Grandma’s No-Fail Pie Crust Recipe
This recipe yields a flaky, tender, and reliable No-Fail Pie Crust. The key to success is keeping the unsalted butter and ice water very cold, which ensures a light and delicate crust texture.
Ingredients:
Ingredient | Quantity |
All-purpose flour | 2 1/2 cups |
Unsalted butter (chilled and cubed) | 1 cup |
Salt | 1 teaspoon |
Sugar (optional) | 1 teaspoon |
Ice water | 1/4 to 1/2 cup |
How To Make Grandma’s No-Fail Pie Crust:
- Step 1: Combine Dry Ingredients: In a large bowl, whisk together the flour, 1 teaspoon salt, and 1 teaspoon sugar (if using).
- Step 2: Cut in Butter: Add the chilled, cubed butter to the dry ingredients. Cut the butter into the flour mixture using a pastry cutter, two knives, or your fingertips until it resembles coarse crumbs with pea-sized pieces of butter throughout.
- Step 3: Add Ice Water: Gradually add the ice water, a tablespoon at a time, mixing gently with a fork or spatula until the dough just starts to come together.

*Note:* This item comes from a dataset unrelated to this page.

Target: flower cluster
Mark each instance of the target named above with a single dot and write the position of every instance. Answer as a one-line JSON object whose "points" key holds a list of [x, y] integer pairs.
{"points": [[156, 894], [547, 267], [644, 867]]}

Avoid adding too much water; the dough should still look a little shaggy.
- Step 4: Form Dough and Chill: Turn the dough onto a lightly floured surface and quickly form it into a ball. Divide the dough in half, flatten each half into a disc, and wrap tightly in plastic wrap. Chill in the refrigerator for at least 1 hour (or up to 2 days).
- Step 5: Roll Out Dough: On a floured surface, roll out one dough disc into a circle about 1/8-inch thick. Carefully transfer the dough to your pie dish, pressing it gently into the bottom and sides. Trim any excess dough, leaving about a 1-inch overhang, and crimp the edges as desired.
- Step 6: Chill Again: For best results, place the prepared pie crust (either empty or filled) back in the refrigerator for another 15-20 minutes before baking or filling. This helps the crust hold its shape.